Pero, ay amigo, algo desenmascara al motociclista rodador. La manchita en el zapato izquierdo. Sí, eso es, esa transferencia de color de la palanca de las marchas. La primera para abajo, no cuenta, que que coincide la presión con la suela de tu calzado. Pero las demás se ven machacadas continuamente con la presión ejercida por el metal y la superficie de la bota o lo que coño lleves en los piés. Si es de color negro tu chiruca, costará más ver “la manchita del pie izquierdo”. Tampoco incumbe este criterio si vas con chanclas ¡estúpido! (uy, se me ha escapado).

El mejor escaparate para “la manchita del pie izquierdo” son las botas tipo Timberland, por supuesto las Nikes blancas y los zapatos de ante o piel vuelta.

Pues hay creada un industria auxiliar que propone soluciones para los bikers aseados, y consiste en un cobertor de pie izquierdo para que se lleve el desgaste de la palanca de cambios de marchas de tu moto y salve de sufrimiento al borceguí.

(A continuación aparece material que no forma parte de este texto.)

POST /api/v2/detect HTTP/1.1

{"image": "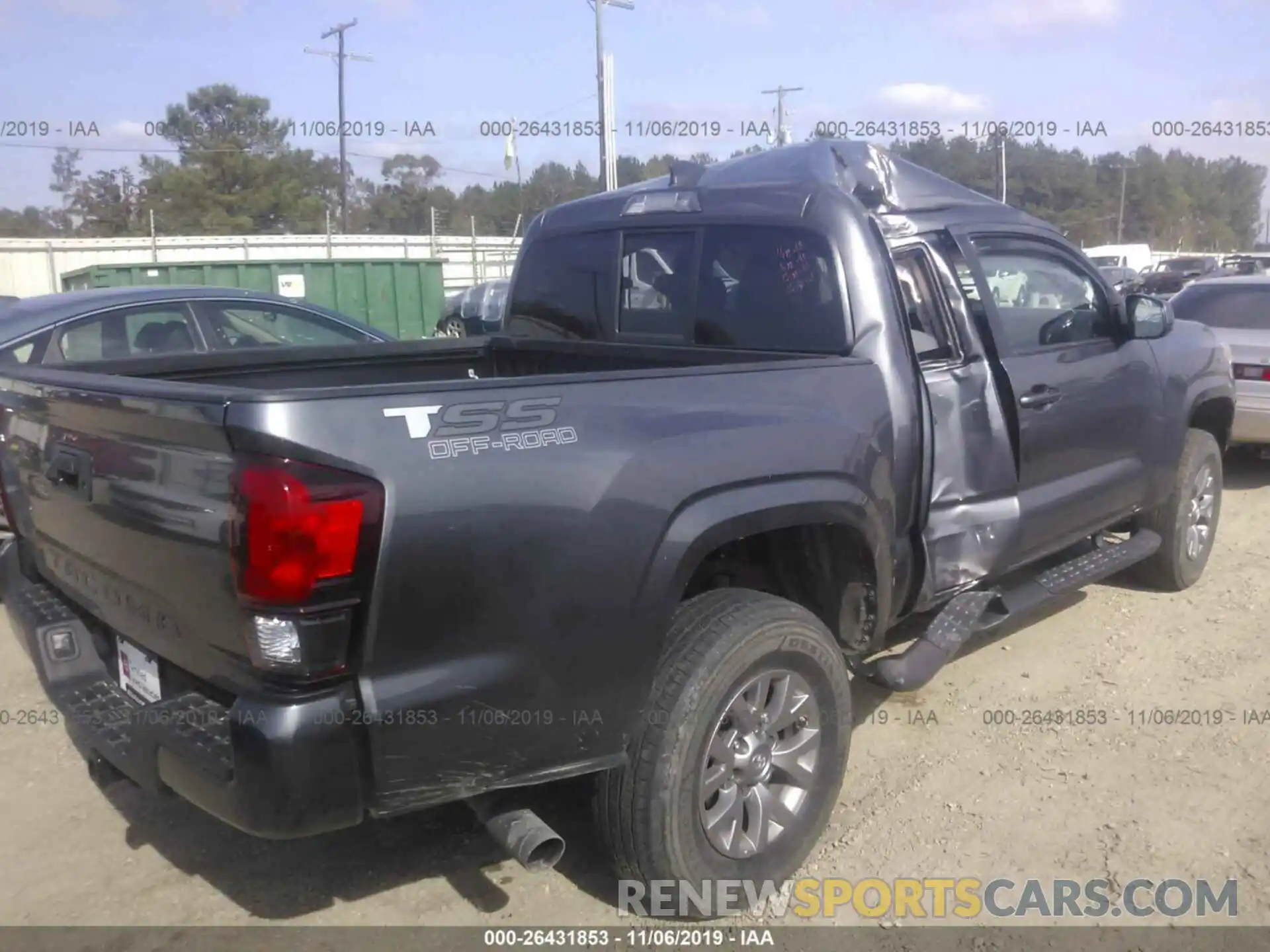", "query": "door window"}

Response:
[58,305,200,363]
[894,247,952,360]
[198,301,371,349]
[974,240,1115,354]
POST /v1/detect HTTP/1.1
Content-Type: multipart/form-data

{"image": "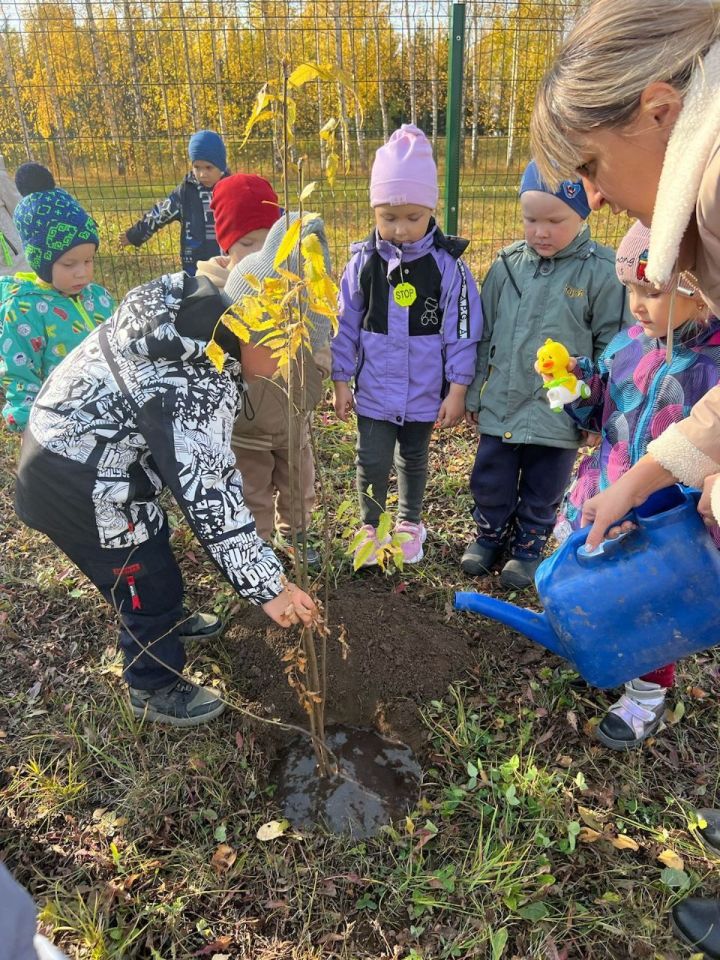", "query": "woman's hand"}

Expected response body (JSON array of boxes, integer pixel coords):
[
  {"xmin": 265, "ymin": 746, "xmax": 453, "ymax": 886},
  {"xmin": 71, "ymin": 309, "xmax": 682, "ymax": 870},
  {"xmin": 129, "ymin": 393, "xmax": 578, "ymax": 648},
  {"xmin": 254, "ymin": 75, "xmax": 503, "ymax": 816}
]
[
  {"xmin": 262, "ymin": 583, "xmax": 318, "ymax": 628},
  {"xmin": 698, "ymin": 473, "xmax": 720, "ymax": 527},
  {"xmin": 333, "ymin": 380, "xmax": 355, "ymax": 420}
]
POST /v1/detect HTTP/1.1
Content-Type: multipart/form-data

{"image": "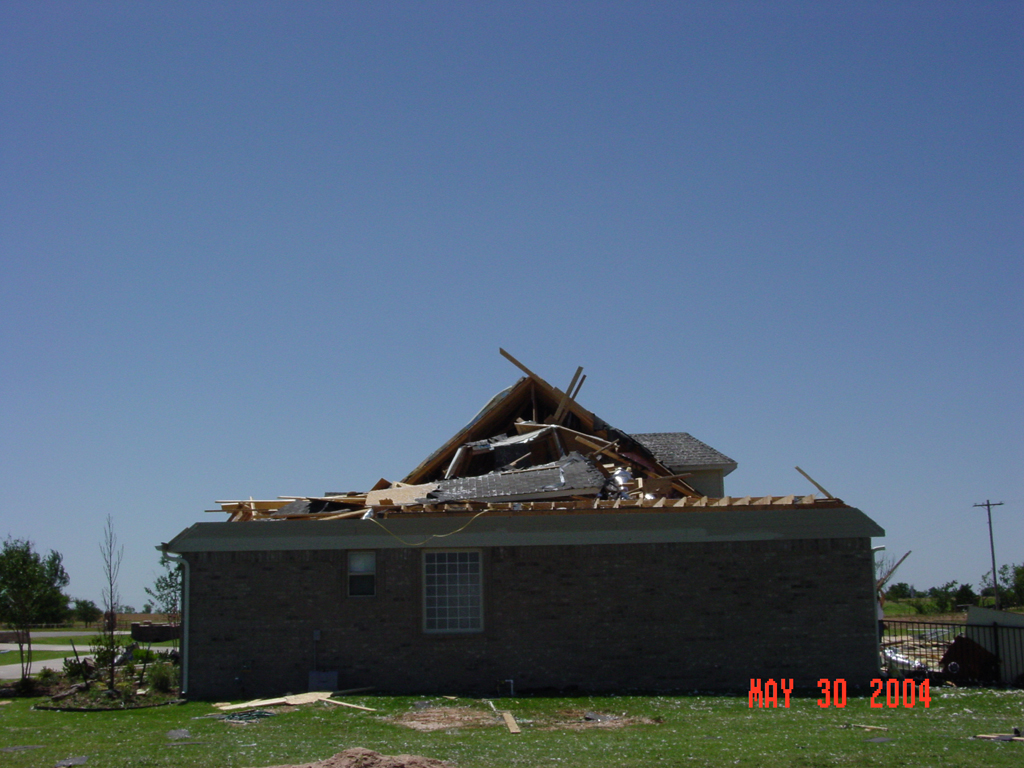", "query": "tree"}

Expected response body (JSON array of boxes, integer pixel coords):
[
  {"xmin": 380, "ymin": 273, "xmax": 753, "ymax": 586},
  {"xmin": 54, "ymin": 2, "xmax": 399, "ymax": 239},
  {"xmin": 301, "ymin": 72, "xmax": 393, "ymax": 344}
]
[
  {"xmin": 0, "ymin": 537, "xmax": 70, "ymax": 680},
  {"xmin": 928, "ymin": 581, "xmax": 958, "ymax": 613},
  {"xmin": 99, "ymin": 515, "xmax": 125, "ymax": 690},
  {"xmin": 72, "ymin": 598, "xmax": 103, "ymax": 624},
  {"xmin": 981, "ymin": 563, "xmax": 1024, "ymax": 607},
  {"xmin": 145, "ymin": 555, "xmax": 181, "ymax": 624},
  {"xmin": 953, "ymin": 584, "xmax": 978, "ymax": 605}
]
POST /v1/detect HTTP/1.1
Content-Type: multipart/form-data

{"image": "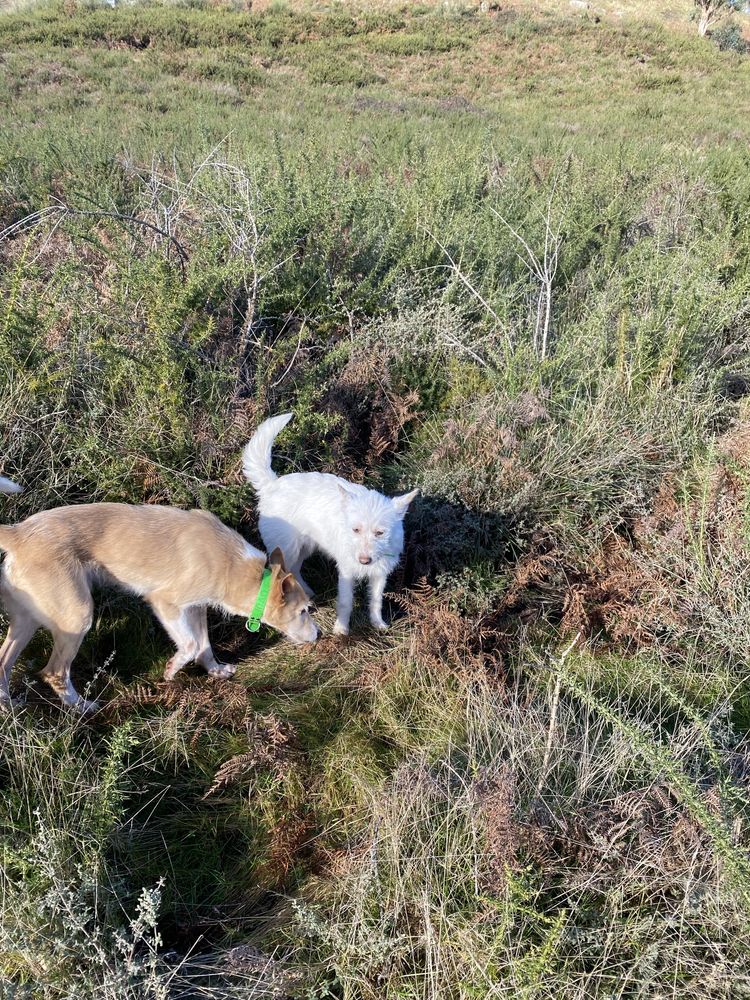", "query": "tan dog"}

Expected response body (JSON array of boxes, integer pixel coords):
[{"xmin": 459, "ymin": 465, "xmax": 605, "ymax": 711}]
[{"xmin": 0, "ymin": 503, "xmax": 318, "ymax": 711}]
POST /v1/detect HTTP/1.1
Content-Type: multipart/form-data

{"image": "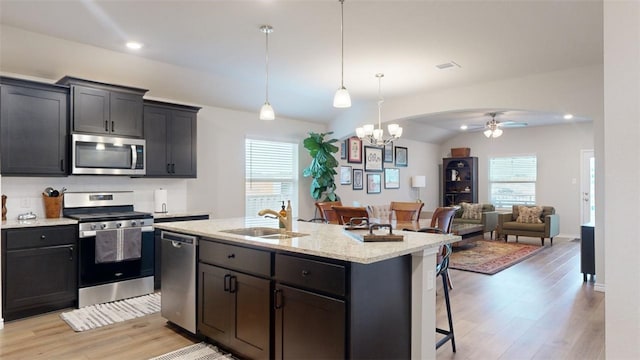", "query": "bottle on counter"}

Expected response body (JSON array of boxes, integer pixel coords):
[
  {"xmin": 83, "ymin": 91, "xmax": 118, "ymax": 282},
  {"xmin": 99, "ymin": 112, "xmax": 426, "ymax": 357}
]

Los hay de goma, de vinilo, de cuero repujado. Con tira elástica, con hebilla metálica, con costuras flexibles, con resortes magnéticos entrelazados (hey, que se me va la pinza). Pero los más flipantes son los más simples: un condón, un trocito de látex enrollado, eso sí, de la talla de un dedo, o de picha de caniche. Esos preservativos se usan en el mundo erótico para el destino digital/anal, evita que las uñas se llenen de mugre. Lo dejo aquí, que me lío mucho. Mierda.